Are Aged Care Reforms Enough?

Are Aged Care Reforms Enough?

Feb 08, 2024Cameron Van Den Dungen

The recent announcement by Federal Minister for Aged Care Ken Wyatt of “significant reforms” designed to improve the quality of and confidence in the nations Aged Care sector have been met with a, mostly, positive response from industry bodies over the past week.

The reforms include the introduction of a new national independent Aged Care Quality and Safety Commission – bringing together the Australian Aged Care Quality Agency, The Aged Care Complaints Commission and the aged care regulatory functions of the Department of Health.

Ian Yates, Chief Executive Officer for Council on the Ageing (Australia’s leading advocacy body for older Australians and aged care consumers) welcomed the announcement saying it is a significant step towards better monitoring and enforcement of quality in Australia’s care system.

However, while this is a positive and much needed step forward in an industry that urgently needs to raise the quality benchmarks that homes must meet when it comes to caring for Australia’s must vulnerable, are these type of regulatory reforms enough?

Will these reforms, that ultimately provide patients and their families a single point of contact to deal with concerns or complaints around sub-standard care, be enough to enforce the change within the centres that is so desperately needed.

The Australian Nursing and Midwifery Federation (ANMF) has been an active voice calling for a law relating to minimum staffing ratios (similar to the ones that exist within hospitals and childcare centres) with ANMF Federal Secretary Annie Butler recently saying that increased staffing levels is “precisely what will solve the problem for the elderly, vulnerable Australians in nursing homes”.

She may be right, and the importance of appropriately trained, paid and rested staff in nursing homes will be vital to building confidence in the aged care industry. However, increasing staff ratios to the levels required to ‘fix’ the crisis in aged care will also be an expensive and cost-prohibitive solution, one that will lead to more expensive care for patients and most likely lead nursing homes to look for other areas to cut costs and therefore impact patients.

What needs to be researched in more detail is how Australia can invest in technology which can increase the quality of care every patient receives, 24 hours a day, 7 days a week.

Technology that does not replace the important role of trained nurses, nursing home staff and carers but enables them to provide a level of care that is unprecedented in the aged care industry.
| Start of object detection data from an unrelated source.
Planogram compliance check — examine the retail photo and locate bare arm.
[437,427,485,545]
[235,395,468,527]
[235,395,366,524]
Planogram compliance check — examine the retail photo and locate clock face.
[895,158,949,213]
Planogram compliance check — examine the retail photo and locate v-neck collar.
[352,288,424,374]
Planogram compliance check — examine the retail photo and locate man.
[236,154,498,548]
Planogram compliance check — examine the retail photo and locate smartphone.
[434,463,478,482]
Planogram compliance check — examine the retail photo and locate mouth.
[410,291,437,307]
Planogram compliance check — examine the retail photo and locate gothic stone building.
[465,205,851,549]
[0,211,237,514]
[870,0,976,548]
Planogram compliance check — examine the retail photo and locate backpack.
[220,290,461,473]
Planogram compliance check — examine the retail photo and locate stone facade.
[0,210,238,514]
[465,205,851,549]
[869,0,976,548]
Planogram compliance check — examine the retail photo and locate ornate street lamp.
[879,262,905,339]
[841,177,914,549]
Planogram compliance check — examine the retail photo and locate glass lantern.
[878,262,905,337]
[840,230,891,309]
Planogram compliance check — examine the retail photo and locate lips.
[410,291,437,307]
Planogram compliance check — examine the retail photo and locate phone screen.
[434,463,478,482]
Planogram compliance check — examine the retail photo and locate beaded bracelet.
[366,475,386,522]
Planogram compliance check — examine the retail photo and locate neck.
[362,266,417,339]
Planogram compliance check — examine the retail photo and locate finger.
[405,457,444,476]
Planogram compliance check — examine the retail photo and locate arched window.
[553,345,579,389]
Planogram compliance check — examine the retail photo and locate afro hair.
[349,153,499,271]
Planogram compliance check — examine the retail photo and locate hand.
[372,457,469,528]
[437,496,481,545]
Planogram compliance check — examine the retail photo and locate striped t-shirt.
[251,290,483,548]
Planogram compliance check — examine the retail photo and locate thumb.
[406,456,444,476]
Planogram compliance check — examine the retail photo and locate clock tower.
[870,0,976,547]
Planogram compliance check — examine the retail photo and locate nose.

We need a new way of looking at health care. One that puts all stakeholders; consumer, worker and facility owner at the very core of its purpose. We need to develop a system that will improve health outcomes for older Australians through faster response times and a more personalised health care.

A program which can provide nurses, carers and facility managers greater insight into the real time health and wellbeing of each and every patient within their care, alerting them to movements or potential areas for concern before they arrive in the room, or in some instances without the patient even being aware.

Successive governments have failed to grasp the complexity of what is required to adequately provide high quality aged care, and many of the departments, associations and industry bodies, while passionate about aged care have a relatively single focus.

The reports, reviews and inquiries are so focused on looking back that they can’t look forward and see that investing in research and technology could provide answers to most of the questions and concerns being raised by consumers, workers and facility owners/mangers.

It’s time for Australia to stand up and find a solution. With adequate funding and investment in research, technology will be a game-changer for the aged care sector. It can be a crowning achievement for Australia and ensure that our elderly are cared for better than anywhere else in the world.